Si a la parte sueca –que incluye a los directores, a Boliden y a sus detractores legales, le corresponde mostrar su estrategias legales–, al pueblo ariqueño le corresponde relatar las secuelas y problemas derivados de vivir cerca del vertedero. Si bien se entiende la estrategia de denuncia, también se podría decir que las víctimas ariqueñas se desdibujan frente a las verdaderas partes actuantes de la película: los abogados y activistas suecos. Uno de estos incluso dice en algún momento que sueñan con “representar a los pobres frente a los poderosos”. Mientras tanto, la parte “pobre” aparece casi siempre sufriendo y contando sus penurias encima de un fondo musical que acentúa siempre el aspecto trágico.
Considerando esta repartición, ¿por qué la película se llama Arica y no Boliden? En un sentido más amplio, también genera dudas la centralidad que tiene el caso de Boliden como responsable único de este tipo de “accidentes” en el mundo.
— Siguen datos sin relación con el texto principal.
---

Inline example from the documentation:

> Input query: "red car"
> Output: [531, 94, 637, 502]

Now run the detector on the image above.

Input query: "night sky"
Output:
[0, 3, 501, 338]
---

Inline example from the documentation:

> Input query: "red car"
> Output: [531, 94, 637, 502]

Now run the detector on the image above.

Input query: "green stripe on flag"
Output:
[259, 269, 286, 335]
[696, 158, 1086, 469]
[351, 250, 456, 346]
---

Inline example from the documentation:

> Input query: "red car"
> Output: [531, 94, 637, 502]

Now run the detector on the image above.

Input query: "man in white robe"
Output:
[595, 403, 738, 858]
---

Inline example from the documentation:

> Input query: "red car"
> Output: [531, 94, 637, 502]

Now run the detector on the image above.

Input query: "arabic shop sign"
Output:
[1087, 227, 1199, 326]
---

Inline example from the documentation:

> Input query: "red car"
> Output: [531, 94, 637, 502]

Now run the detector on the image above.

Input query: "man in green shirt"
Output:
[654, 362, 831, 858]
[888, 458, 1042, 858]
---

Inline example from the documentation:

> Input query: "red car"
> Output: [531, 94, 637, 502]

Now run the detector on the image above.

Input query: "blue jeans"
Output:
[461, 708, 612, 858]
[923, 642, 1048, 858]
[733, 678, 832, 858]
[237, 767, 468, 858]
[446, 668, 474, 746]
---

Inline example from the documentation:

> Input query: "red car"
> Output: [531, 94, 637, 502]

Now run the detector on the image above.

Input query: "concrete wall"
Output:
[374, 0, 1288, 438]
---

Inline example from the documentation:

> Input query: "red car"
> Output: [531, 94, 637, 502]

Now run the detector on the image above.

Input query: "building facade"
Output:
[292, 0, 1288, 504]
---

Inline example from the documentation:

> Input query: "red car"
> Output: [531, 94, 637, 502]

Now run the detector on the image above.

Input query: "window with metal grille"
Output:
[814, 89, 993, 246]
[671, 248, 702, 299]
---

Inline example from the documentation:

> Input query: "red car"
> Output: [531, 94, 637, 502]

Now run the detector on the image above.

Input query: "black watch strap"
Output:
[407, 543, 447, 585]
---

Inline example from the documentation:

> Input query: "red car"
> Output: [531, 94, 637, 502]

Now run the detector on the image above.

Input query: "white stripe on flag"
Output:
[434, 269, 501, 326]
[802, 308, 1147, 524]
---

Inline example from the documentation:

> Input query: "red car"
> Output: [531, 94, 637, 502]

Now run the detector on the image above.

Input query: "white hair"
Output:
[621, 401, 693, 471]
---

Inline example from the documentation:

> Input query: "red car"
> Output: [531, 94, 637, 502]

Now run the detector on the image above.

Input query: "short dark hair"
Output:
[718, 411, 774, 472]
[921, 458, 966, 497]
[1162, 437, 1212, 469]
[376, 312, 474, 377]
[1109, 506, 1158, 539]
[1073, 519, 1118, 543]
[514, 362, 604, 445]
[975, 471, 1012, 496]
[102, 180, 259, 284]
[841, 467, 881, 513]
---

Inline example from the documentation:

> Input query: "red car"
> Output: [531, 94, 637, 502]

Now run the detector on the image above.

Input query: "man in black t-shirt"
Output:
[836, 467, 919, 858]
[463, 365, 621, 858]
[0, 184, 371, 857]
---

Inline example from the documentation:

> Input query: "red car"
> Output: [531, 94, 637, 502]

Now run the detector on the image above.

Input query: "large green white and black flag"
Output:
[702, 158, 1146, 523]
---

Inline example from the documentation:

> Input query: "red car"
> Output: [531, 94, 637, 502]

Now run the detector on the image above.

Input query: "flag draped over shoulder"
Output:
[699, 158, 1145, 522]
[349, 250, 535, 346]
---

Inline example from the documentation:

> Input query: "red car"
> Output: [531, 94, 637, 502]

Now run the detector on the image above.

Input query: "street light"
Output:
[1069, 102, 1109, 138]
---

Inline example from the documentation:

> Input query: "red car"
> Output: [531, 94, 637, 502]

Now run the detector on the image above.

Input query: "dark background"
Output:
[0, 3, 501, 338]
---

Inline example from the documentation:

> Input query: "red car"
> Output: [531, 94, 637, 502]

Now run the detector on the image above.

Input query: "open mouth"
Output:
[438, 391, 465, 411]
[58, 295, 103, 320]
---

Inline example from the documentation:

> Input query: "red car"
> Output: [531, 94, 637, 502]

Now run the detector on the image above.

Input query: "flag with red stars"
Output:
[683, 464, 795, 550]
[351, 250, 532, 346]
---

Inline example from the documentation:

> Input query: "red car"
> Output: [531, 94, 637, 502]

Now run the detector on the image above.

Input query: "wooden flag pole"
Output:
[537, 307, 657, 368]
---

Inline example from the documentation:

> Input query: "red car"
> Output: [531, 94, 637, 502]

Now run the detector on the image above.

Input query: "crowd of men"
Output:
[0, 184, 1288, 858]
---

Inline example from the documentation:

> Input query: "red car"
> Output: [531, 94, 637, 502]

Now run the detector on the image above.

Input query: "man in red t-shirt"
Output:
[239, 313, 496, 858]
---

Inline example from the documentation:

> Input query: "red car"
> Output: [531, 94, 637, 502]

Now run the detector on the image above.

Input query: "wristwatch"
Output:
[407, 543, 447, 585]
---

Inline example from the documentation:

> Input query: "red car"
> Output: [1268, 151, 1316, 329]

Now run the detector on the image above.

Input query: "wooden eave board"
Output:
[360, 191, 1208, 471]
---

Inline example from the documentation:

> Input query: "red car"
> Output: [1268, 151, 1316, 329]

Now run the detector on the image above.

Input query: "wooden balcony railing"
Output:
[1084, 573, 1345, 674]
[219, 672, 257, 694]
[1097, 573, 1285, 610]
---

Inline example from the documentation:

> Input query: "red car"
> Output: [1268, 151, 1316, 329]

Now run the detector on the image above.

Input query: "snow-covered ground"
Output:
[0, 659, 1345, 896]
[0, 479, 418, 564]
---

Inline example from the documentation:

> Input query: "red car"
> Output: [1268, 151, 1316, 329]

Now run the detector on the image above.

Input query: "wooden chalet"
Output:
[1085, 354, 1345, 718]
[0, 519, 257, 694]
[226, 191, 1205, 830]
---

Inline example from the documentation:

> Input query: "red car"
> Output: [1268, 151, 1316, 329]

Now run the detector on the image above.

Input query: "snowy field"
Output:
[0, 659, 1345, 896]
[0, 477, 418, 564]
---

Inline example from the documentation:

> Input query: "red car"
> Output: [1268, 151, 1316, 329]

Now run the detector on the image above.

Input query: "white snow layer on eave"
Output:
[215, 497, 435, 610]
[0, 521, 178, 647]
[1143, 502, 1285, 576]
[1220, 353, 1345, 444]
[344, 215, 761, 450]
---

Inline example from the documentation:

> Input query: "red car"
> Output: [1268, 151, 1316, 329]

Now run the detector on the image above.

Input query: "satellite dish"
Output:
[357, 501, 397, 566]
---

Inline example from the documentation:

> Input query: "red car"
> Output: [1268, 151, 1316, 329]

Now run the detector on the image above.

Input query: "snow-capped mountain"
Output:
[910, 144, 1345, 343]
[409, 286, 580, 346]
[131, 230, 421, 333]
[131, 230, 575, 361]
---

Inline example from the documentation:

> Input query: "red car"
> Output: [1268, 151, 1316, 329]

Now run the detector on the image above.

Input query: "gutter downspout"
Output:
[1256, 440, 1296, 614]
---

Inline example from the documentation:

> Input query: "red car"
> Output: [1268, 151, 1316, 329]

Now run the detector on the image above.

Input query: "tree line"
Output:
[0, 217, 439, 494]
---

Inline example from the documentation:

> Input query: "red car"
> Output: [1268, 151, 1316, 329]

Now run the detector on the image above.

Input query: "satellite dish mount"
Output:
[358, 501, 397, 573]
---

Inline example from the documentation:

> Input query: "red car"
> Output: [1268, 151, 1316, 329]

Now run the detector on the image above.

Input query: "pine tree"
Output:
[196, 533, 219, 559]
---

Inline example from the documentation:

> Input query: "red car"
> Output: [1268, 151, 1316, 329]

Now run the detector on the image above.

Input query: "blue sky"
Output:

El retrato puntual del mal actuar de la empresa no nos lleva a pensar más ampliamente en la historia europea de dejar desechos tóxicos en países del tercer mundo. Queda en fuera de campo la aparición de un sistema más amplio que permitió legalmente el daño, más importante todavía que la impotencia ante las nulas represalias recibidas por la empresa sueca.
Otro tipo de repartición de poderes se da en Algo está quemando (Macarena Astete, Victoria Maréchal y Nicolás Tabilo, 2020). El cortometraje comienza con un largo plano secuencia de entrevista a Ettiene, un niño chileno-colombiano que comenta sus reacciones durante las primeras semanas de la revuelta de octubre en Antofagasta. Lo curioso es que Ettiene está lejos de calzar con lo que discursivamente salió de la mayoría de las películas del estallido; parece mostrar mayor simpatía por carabineros que por las manifestaciones y expresa su deseo de que todo termine lo más rápido posible.
Además de esta diferencia ideológica, lo segundo que llama la atención del plano es el tono distendido de la conversación entre el trío de cineastas y el niño. A pesar de que el plano muestra barricadas y una gran humareda en el fondo, existe cierto relajo en la forma de ir conociendo las opiniones de Ettiene al respecto. Si la “urgencia” de salir y grabar fue el motor de buena parte de los trabajos relacionados a la revuelta, en Algo está quemando se toma una posición menos precipitada que retrata el cotidiano que se podía formar al calor de la protesta pasados los primeros días. Gran parte de esta impresión la genera el propio Ettiene, cuya simpatía natural concentra la atención de la entrevista. La posible instrumentalidad que tienen las entrevistas con niños y niñas se diluye frente a su manejo de las preguntas, incluso cuando por momentos pareciera que se le sugiere un camino a seguir.
El seguimiento posterior continúa este camino de pensar formas menos urgentes frente a un contexto que pareciera demandarlas. Vemos (o escuchamos) a Ettiene jugar videojuegos –incluyendo violentos enfrentamientos con la policía en GTA, un alcance sugerente del brutal fuera de campo de Carabineros–, pasear por la calle y jugar a la pelota. Más que ignorar el acontecer importante, Astete, Maréchal y Tabilo lo inscriben a través de estrategias diferentes.
Cuando Ettiene y su amigo Benjamín pasean por las calles de Antofagasta, el plano de seguimiento a su altura logra inscribir los rayados de las paredes, incluyendo las consignas generales contra los recientes asesinatos. Poco después de un rayado exigiendo justicia por Romario Veloz -el joven ecuatoriano asesinado por militares en La Serena- escuchamos fuera de campo cómo la madre de Ettiene se defiende frente a los comentarios racistas de un paseante. Este enfrentamiento representa el momento álgido de la película, al mismo tiempo que sirve para complejizar el cotidiano de los días siguientes al estallido.